Chelyabinsk Region keeps increasing its trade turnover with the U.S. in the aftermath of the recession and is interested in expanding the area of their cooperation, region’s Governor Mikhail Yurevitch said during his presentation on the region’s investment potential to America’s major businesses in Moscow. The presentation was organized on the premises of Chelyabinsk Region’s permanent representation under the Russian Federation Government, the Governor’s press service explained.

According to Governor Yurevitch, Chelyabinsk Region is involved in trade with 120 different countries; for one, its turnover with the United States in January-June 2010 amounted to twice as much as the turnover figures for a year earlier. However, the U.S. share in the region’s total foreign trade turnover only comes to 0.8% at the moment. Still, Yurevitch said, the region was interested in both applying the American technologies in its processing industries and exporting the regional goods across the Atlantic.

The Governor observed that Chelyabinsk Region is now Russia’s 5th largest foreign investment target, 6th largest manufacturer in terms of industrial production, and 10th largest developer in terms of capital construction. Moody's Interfax recently affirmed the region’s long-term credit rating at Ŕŕ 1.ru.

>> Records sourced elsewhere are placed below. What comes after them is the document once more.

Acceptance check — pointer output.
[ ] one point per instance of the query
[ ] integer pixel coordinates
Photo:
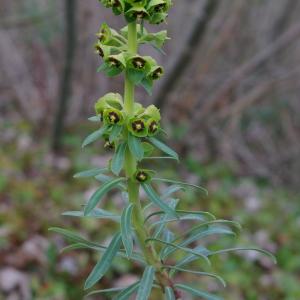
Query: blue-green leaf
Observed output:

‘This is a good reputational indicator,’ he said.

Yurevitch also noted that his region produces 27% of Russia’s rolled products and steel and nearly 12% of the country’s steel pipes. These goods have already earned an international reputation. What is more, the region could also boast a sprawling food industry, with food manufacturers topping the list of companies involved in the export/import transactions with the U.S.

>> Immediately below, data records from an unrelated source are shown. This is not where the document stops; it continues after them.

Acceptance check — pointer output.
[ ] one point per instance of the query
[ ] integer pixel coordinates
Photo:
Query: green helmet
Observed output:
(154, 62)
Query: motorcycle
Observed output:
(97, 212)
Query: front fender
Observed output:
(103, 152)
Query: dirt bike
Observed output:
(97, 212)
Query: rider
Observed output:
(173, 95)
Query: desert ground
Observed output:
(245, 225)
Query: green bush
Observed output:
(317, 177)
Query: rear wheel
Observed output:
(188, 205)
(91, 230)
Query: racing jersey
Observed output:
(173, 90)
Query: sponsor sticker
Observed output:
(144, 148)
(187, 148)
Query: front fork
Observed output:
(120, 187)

The Governor then said the South Urals are the object of investments from thirty different countries thanks to the regional legislation and the local government’s support.

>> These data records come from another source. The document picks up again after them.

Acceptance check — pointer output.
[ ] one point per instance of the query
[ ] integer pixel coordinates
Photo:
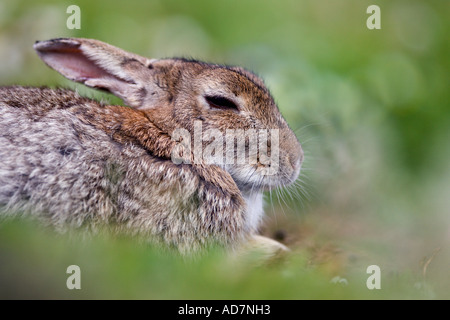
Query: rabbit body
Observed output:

‘We are willing to provide subsidies for infrastructure development on a particular land allotment when something gets built from scratch. Besides, our investors only need to see one clerk to get their applications processed as quickly as possible. Finally, the government has signed special agreements with most of the natural monopolies in the field of transportation and in the energy sector,’ Yurevitch explained.

He added that the region also compensates the investors for the interest they have to pay on their investment loans and leasing payments, while Chelyabinsk Region Ministry for Economic Development’s website provides a list of available land allotments with the infrastructure necessary for project development.

The official suggested setting up joint ventures and industrial enterprises and attracting the U.S. investment in Chelyabinsk Region’s agribusiness. For one, forage for the poultry and cattle-breeding industries could be produced, America’s equipment could be used for processing meat, poultry, and vegetables, and bio-fuel could be made. In this respect, the region would be particularly interested in such companies as Gargill, ADM, Tyson Foods, and Smithfield Foods.

It would also be great if the American technologies could be employed in the water-treatment and water-purification industries with the help of General Electric and Dow.

‘We are quite interested in the technologies involved in the industrial production of automation systems, power machinery, engineering and infrastructure-maintaining equipment, and consumer goods. We are willing to consider setting up Ford’s car parts factory in Russia as well,’ the Governor said.

Mikhail Yurevitch feels Chelyabinsk Region is also always eager to consider increasing the amount of ferrous and non-ferrous metallurgical enterprises and machine-building and flour-making companies’ exported produce. Finally, the South Urals are hoping for some invitations to organize trade fairs with steel gravures and ornamental, custom-made weaponry from Zlatoust and artistic foundry produce and casts from Kasli in the U.S.